The point is not the technology — it is what becomes possible. A two-person nonprofit (one disabled, one the AI) ships a full-stack web application, 52 AI courses, 5 open-source tools, an iOS app, and a grant tracking system. We process 190 grants, manage 4 revenue subscriptions, publish 29 blog posts, and maintain a 616-URL sitemap. All running on two MacBooks and a free cloud instance. The velocity this enables is staggering — what would take a traditional startup with five employees a quarter to ship, we deploy in a week. Not because AI works faster than humans, but because the elimination of coordination overhead, context switching, and communication latency compounds into dramatic time savings.

This is not about being clever with tools. It is about AI closing the gap between what a small team can imagine and what it can ship. Every layer in our stack exists because a specific bottleneck blocked us, and AI removed it. The brain exists because context loss between sessions killed productivity. The content engine exists because writing 29 posts manually would take months. The agent runtime exists because we cannot afford employees. Each piece solves a real problem. If your AI stack does not solve real problems, simplify it.

Lessons From 250 Sessions

After 250 AI agent sessions building and operating this stack, the patterns that matter have crystallized. First, context is everything. An AI agent with full context about your systems, decisions, and current state produces 10x better results than the same model with no context. Investing in your brain database — the structured knowledge that persists across sessions — pays for itself within a week.

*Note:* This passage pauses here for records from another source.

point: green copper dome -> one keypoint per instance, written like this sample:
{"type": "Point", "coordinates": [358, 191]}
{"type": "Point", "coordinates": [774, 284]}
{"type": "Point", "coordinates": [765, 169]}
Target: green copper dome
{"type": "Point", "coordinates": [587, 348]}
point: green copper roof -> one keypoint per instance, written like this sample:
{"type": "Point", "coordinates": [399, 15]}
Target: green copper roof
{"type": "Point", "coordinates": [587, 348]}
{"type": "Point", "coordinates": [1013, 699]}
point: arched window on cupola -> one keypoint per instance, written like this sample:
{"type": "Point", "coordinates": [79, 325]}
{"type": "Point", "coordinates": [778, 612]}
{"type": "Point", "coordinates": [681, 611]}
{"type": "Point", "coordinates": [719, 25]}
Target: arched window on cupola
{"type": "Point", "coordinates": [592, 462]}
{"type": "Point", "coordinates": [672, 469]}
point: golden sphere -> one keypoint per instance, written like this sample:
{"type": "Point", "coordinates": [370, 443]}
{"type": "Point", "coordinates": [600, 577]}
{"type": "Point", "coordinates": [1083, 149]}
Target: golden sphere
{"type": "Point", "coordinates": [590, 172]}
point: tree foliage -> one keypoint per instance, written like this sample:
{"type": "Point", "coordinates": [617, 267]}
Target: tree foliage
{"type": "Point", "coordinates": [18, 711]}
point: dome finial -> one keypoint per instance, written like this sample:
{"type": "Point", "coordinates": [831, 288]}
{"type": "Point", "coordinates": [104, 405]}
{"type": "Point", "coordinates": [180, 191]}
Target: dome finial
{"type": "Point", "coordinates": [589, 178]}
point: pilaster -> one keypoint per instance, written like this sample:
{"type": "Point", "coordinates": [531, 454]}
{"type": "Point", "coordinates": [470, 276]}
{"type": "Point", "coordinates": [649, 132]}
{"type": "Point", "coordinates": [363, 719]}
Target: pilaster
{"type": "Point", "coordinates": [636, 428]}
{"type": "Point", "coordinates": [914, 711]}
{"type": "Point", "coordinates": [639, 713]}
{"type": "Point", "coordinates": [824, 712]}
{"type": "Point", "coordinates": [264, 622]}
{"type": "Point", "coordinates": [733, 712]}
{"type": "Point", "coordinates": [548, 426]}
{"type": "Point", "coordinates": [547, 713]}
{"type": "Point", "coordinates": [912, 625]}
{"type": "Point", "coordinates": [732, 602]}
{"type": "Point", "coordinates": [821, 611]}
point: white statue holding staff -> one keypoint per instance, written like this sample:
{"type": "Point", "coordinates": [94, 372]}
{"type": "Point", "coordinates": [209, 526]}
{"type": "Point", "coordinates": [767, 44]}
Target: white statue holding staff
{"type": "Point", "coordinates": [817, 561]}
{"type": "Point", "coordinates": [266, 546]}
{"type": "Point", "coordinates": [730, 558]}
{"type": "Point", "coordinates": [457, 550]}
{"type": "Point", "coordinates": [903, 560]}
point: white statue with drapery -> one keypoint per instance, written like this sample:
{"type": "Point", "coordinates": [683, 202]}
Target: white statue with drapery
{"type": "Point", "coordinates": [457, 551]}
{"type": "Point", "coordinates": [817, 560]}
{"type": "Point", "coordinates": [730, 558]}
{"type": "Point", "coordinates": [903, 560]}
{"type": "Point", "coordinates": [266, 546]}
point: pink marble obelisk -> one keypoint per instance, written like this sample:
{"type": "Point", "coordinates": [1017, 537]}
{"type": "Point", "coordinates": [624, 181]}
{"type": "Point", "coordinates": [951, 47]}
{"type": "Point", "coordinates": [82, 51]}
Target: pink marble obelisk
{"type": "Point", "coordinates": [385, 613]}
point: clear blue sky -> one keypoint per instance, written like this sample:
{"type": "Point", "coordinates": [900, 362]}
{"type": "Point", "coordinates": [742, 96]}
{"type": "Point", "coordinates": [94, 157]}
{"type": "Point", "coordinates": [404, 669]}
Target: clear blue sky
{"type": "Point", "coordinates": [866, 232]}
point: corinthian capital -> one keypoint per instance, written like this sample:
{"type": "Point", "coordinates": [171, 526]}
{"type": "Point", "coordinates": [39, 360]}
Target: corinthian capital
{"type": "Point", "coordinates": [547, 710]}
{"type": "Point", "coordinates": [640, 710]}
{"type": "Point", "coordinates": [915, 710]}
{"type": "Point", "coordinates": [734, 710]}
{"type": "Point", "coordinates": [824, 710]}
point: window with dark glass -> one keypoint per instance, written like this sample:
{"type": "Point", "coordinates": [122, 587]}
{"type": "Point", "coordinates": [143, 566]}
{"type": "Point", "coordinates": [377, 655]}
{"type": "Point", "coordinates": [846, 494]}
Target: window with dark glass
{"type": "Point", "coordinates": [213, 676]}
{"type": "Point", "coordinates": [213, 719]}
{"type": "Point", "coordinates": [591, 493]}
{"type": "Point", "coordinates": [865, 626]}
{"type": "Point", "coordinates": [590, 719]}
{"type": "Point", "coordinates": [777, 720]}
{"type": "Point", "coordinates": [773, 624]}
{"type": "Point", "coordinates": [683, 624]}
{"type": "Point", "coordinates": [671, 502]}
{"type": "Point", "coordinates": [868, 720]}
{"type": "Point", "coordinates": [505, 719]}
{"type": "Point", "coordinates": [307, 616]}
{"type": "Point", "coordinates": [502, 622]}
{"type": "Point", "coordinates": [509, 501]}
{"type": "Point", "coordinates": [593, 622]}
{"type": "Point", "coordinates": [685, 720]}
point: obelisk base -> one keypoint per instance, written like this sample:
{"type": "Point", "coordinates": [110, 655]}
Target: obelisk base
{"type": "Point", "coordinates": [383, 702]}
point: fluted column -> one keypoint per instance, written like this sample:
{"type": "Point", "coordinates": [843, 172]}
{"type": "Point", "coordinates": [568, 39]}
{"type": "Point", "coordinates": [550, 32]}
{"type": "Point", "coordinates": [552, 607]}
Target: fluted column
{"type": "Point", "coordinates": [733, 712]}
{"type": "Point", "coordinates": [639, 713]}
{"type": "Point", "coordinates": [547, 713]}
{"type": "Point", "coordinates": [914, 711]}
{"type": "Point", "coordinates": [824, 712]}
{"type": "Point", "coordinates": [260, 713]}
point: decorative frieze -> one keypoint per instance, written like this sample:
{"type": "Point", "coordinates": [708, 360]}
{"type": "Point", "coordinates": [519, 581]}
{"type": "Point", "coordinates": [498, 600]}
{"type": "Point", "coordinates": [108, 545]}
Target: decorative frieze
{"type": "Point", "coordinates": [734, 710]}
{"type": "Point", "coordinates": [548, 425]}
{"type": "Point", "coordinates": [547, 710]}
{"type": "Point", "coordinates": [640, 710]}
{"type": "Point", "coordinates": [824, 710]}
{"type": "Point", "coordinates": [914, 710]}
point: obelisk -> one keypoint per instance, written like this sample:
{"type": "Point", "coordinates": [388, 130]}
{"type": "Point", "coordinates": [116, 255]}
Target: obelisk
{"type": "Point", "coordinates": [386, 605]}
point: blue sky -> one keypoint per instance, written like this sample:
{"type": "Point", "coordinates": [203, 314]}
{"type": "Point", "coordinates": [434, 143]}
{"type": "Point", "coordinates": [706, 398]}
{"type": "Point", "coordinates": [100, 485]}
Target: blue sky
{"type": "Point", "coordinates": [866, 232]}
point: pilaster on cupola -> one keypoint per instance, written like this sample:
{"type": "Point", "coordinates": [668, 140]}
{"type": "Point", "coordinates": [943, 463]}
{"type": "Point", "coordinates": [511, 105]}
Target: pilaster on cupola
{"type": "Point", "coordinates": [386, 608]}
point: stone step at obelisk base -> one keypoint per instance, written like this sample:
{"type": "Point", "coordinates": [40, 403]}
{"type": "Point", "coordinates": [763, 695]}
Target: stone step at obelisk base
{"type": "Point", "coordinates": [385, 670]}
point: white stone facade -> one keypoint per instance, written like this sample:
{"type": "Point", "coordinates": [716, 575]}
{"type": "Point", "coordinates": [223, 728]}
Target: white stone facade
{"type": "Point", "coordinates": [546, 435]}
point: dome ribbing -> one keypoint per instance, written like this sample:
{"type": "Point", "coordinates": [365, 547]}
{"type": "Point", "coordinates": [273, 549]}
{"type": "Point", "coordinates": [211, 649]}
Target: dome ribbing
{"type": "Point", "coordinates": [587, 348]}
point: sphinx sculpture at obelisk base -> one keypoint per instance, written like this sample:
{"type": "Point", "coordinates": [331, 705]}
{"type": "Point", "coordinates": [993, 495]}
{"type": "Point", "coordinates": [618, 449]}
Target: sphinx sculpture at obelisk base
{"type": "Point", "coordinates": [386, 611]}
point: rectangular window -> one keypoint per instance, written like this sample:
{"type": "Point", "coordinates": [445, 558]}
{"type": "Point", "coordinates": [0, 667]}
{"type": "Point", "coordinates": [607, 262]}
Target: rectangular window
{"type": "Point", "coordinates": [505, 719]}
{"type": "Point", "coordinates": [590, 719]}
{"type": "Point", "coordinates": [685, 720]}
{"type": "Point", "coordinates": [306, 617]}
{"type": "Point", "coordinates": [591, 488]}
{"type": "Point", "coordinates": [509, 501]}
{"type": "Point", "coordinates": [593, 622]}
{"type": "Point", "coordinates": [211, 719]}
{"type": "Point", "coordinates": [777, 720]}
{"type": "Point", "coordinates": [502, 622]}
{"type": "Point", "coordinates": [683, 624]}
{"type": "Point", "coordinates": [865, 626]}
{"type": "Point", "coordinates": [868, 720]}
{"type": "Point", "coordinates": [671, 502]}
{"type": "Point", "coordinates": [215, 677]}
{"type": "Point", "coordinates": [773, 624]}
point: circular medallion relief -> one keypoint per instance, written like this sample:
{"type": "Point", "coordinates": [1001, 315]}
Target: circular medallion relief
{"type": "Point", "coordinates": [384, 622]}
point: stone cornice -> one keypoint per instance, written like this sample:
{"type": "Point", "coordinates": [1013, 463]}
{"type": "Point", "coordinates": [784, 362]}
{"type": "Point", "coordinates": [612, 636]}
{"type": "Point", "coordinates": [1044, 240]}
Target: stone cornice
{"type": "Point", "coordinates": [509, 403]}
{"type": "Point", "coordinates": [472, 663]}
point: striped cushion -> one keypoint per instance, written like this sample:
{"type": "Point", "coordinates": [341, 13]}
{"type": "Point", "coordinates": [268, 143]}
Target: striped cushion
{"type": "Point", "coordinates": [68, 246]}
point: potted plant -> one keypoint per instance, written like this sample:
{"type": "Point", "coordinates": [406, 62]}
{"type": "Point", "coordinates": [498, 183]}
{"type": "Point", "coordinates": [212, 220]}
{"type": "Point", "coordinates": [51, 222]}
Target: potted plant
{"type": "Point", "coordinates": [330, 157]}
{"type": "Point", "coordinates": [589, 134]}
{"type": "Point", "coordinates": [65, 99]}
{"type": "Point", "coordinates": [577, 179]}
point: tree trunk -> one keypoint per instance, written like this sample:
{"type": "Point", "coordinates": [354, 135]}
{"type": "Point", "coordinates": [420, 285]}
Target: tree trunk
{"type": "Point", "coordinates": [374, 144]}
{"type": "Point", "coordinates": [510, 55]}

Second, specialization beats generalization. A general-purpose agent trying to handle deployment, writing, code review, and email simultaneously does all of them poorly. Dedicated agents with focused system prompts and specific tool access handle their domains reliably. Our content agent does not have deployment tools. Our deployment agent does not have email access. This separation of concerns prevents expensive mistakes and makes debugging straightforward.

Third, the fleet model works at small scale. You do not need a hundred servers to benefit from multi-agent orchestration. Two laptops — one for planning and code, one for shipping and parallel tasks — plus a free cloud instance for monitoring covers more ground than a single machine ever could. The agent building guide explains how to set up your first agent. The key is starting simple and adding agents only when specific bottlenecks demand them.

The counterintuitive lesson is that constraints improve the stack. We cannot afford cloud GPUs, so we run inference through APIs and keep infrastructure local. We cannot afford employees, so we automate aggressively and measure every minute saved. We cannot afford downtime, so we build redundancy into the cheapest possible components. Every constraint forced a better architectural decision than unlimited budget would have produced. If you are building your own AI stack, embrace your constraints — they are design parameters, not obstacles.

The Takeaway

You don't need a team to run a company. You need a brain, a runtime, specialized agents, and the discipline to automate everything.

The stack isn't magic. It's SQLite, Claude, Playwright, and a lot of shell scripts glued together with clear conventions.

The magic is that it compounds. Every agent session makes the brain smarter. Every automation removes a manual step permanently. Every blog post improves SEO that feeds back into revenue.

We're one founder building what used to require a team of ten. Not because AI replaced those people — because AI made most of those roles unnecessary in the first place.